Indecisive steadiness

Monday, March 13, 2006

I have a fear of literary action. I can’t move or make things happen. It’s the easiest thing in the world for me to make decisions in life. When it comes to hapless characters on dead pages, I can’t find that spark. I sit and watch two-dimensional imaginary cutouts whittle away their lives with little to show for their inaction but consternations and the lights of the unknown. I am a creature of inaction in a world of action. In life, I make things happen, I decide and—excepting certain adolescent situations, which I try to improve—I take action based on my decision. But in my stories, I don’t see the choices, I don’t decide on the answers. I watch nothing happen fast. I don’t see or combine or knit together the threads. Inaction is my curse. I miss the Marathon: at least there I tried to make things happen. I was ineffective, of course, but at least I didn’t worry about action and choices. I decided and moved forward.
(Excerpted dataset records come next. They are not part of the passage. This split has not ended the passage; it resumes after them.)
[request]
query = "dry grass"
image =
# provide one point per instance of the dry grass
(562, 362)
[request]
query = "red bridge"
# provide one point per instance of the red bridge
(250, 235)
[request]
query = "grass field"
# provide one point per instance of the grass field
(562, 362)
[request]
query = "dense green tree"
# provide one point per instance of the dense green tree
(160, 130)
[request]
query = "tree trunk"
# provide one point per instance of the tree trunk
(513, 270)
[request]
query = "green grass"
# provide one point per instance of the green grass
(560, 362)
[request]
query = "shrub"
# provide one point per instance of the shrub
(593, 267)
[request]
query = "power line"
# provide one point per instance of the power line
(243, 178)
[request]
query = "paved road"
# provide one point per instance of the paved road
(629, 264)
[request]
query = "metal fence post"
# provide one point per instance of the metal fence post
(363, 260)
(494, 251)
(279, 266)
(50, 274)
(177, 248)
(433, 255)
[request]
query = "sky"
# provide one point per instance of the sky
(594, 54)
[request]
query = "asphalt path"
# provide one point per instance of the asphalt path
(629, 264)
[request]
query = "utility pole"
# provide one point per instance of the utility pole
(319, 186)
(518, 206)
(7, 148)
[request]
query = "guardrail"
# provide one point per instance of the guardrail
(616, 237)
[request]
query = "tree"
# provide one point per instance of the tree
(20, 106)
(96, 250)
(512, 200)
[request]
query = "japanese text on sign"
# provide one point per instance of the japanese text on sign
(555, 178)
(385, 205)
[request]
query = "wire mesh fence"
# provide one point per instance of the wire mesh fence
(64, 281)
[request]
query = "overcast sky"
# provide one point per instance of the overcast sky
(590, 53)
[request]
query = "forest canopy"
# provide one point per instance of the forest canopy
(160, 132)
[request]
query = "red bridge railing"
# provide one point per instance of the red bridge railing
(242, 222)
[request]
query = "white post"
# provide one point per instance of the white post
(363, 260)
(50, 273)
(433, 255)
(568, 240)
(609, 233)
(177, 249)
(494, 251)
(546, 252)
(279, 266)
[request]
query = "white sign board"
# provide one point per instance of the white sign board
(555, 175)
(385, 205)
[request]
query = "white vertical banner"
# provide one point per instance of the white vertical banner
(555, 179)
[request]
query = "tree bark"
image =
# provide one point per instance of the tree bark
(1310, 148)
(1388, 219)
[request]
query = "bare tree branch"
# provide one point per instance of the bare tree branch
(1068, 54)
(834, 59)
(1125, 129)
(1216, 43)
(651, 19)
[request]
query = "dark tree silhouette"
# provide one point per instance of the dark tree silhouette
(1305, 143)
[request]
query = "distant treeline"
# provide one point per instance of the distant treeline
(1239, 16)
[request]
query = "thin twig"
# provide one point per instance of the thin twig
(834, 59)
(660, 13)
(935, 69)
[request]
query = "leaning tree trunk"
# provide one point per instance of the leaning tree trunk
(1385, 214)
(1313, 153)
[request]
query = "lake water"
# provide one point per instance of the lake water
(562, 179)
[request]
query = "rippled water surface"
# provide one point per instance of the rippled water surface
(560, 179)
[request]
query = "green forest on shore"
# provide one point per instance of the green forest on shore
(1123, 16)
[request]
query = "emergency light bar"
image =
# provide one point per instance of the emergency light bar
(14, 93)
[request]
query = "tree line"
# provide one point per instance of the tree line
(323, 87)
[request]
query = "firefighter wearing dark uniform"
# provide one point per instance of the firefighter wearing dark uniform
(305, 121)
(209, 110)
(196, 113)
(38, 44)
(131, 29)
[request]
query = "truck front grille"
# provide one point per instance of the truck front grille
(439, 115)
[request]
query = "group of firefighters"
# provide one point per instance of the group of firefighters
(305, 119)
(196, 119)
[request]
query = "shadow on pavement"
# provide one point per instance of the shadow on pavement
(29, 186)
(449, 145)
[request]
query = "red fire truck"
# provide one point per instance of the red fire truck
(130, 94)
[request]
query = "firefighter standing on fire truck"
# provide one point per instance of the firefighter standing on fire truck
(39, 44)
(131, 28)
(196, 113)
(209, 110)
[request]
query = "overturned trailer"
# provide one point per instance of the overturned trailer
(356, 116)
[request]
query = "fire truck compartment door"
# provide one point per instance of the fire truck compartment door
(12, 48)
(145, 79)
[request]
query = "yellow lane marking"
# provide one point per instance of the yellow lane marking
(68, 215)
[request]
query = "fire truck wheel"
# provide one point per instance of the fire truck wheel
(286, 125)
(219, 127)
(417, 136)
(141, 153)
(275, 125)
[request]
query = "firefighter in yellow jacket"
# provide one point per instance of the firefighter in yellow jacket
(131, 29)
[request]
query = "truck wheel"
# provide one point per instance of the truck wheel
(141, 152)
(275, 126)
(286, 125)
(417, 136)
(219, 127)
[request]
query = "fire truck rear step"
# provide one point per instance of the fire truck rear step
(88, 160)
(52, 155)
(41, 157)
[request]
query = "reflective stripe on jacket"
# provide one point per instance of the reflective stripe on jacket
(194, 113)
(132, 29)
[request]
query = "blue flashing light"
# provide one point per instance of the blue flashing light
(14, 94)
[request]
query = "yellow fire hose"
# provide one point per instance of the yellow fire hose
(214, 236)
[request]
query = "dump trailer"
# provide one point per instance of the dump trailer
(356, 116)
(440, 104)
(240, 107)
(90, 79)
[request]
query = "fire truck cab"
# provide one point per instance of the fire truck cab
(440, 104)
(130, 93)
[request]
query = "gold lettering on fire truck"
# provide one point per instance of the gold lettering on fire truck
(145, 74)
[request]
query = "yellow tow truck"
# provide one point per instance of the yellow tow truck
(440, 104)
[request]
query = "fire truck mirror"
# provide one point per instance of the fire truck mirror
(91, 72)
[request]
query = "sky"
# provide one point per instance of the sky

Plan for it and then show it. Rewrite it with the voice, but put down the motions before you worry about how you’re saying it. I’m stuck on my story worrying about where it will go. There is a yoga class and a floating girl. There’s a protagonist who wants to float but he can’t disbelieve long enough to fly. He’s jealous of the girl’s powers. They’re stuck there. Work through it. Make it do something.